Wolgograd – Gernot Rohr ließ sich nicht hetzen. Der 64 Jahre alte Trainer nahm sich nach dem ersten Sieg seiner Nigerianer bei der Fußball-WM in Russland viel Zeit und beantwortete geduldig die Fragen der Journalisten.
Mit einem seligen Lächeln schritt Rohr durch die sogenannte Mixed Zone und reagierte auch äußerst entspannt auf seinen drängelnden Pressesprecher. Denn Nigeria flog nur kurz nach dem 2:0 (0:0) in Wolgograd gegen enttäuschende Isländer wieder zurück ins mehr als 500 Kilometer entfernte Mannschaftsquartier in Essentuki.

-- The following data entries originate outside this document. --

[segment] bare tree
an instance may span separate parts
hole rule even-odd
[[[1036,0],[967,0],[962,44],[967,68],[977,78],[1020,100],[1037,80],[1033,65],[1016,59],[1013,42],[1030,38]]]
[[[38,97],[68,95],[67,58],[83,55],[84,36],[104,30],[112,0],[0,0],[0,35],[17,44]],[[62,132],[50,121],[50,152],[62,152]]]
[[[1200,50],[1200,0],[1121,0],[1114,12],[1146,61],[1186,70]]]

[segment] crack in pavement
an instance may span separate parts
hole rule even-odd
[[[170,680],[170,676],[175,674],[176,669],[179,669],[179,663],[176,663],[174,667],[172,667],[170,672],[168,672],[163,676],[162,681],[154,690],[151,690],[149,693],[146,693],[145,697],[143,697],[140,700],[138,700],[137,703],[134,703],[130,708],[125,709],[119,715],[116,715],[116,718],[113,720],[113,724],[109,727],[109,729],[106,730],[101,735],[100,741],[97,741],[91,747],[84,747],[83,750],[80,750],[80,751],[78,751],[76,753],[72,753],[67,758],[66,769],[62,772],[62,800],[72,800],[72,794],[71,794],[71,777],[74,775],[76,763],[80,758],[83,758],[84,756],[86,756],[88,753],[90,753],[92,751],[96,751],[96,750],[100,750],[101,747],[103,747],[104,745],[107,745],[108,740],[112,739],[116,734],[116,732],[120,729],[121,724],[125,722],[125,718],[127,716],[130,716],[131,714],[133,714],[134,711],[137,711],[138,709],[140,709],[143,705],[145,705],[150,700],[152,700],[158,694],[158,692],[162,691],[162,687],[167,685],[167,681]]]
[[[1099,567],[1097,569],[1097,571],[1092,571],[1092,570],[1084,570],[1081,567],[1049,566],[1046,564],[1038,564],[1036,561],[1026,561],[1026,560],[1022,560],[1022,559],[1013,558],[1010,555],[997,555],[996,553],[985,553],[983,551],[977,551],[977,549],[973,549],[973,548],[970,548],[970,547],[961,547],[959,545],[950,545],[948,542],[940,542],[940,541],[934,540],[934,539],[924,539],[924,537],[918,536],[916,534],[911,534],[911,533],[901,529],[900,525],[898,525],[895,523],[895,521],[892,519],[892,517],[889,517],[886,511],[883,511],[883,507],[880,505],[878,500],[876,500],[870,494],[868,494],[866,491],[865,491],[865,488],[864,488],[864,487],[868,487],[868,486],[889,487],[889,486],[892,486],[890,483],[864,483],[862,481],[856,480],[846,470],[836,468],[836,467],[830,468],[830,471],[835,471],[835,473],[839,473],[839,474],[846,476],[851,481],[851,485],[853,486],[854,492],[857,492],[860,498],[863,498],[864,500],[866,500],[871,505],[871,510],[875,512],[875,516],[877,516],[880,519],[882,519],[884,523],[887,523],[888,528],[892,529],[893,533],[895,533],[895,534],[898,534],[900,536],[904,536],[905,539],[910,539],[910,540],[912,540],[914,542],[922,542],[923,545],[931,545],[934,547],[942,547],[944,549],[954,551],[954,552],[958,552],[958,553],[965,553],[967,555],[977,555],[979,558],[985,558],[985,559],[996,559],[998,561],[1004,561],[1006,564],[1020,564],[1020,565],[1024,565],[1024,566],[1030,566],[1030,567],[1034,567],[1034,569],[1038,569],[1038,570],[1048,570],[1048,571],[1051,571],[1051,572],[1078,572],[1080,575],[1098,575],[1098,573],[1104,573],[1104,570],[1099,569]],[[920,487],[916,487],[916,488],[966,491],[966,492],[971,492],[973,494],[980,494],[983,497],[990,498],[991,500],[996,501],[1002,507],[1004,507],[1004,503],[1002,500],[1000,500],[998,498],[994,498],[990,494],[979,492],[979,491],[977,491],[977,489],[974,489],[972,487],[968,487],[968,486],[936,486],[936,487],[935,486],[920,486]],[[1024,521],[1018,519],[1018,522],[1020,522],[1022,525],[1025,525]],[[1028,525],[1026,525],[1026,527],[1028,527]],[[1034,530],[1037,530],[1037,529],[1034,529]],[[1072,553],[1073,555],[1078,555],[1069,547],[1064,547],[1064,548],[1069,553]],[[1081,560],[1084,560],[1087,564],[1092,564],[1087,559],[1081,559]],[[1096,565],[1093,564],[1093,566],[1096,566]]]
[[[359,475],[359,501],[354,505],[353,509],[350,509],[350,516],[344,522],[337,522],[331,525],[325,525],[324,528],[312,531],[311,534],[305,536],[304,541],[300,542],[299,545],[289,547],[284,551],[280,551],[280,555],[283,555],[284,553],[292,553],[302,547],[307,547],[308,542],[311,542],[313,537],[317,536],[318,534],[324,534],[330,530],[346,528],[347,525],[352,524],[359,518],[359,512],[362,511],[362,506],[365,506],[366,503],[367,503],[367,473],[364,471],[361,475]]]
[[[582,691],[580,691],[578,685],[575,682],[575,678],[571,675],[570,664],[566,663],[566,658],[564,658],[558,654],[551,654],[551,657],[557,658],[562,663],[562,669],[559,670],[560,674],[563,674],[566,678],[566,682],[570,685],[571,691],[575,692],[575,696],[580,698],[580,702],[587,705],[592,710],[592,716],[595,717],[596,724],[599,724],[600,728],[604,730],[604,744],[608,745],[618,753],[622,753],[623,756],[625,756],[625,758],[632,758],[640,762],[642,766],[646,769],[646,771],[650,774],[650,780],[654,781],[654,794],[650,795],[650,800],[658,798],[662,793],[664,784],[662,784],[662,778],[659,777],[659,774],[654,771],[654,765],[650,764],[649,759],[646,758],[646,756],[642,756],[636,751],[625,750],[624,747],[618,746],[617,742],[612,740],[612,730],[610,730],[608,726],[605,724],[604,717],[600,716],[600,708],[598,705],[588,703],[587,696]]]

Rohr begann noch im Flieger mit der Vorbereitung auf den nächsten Gegner: Vizeweltmeister Argentinien. «Das wird ein Gruppenfinale», konstatierte Rohr in der Gewissheit, die Südamerikaner schon mal geschlagen zu haben. Der Wahlfranzose dachte dabei an das Freundschaftsspiel in Krasnodar im November 2017. Damals gewannen die Super Eagles mit 4:2 gegen Argentinien – allerdings fehlte Superstar Lionel Messi.
Nigeria hat nun sein Finale in Gruppe D – und das Erreichen der K.o.-Runde in der eigenen Hand. Mit einem Sieg gegen Messi & Co. am 26. Juni in St. Petersburg haben die Afrikaner ihr viertes WM-Achtelfinale der Geschichte auf alle Fälle sicher. Selbst ein Unentschieden könnte reichen. Bei einer Niederlage müssten die Nigerianer ihre Hoffnungen indes begraben.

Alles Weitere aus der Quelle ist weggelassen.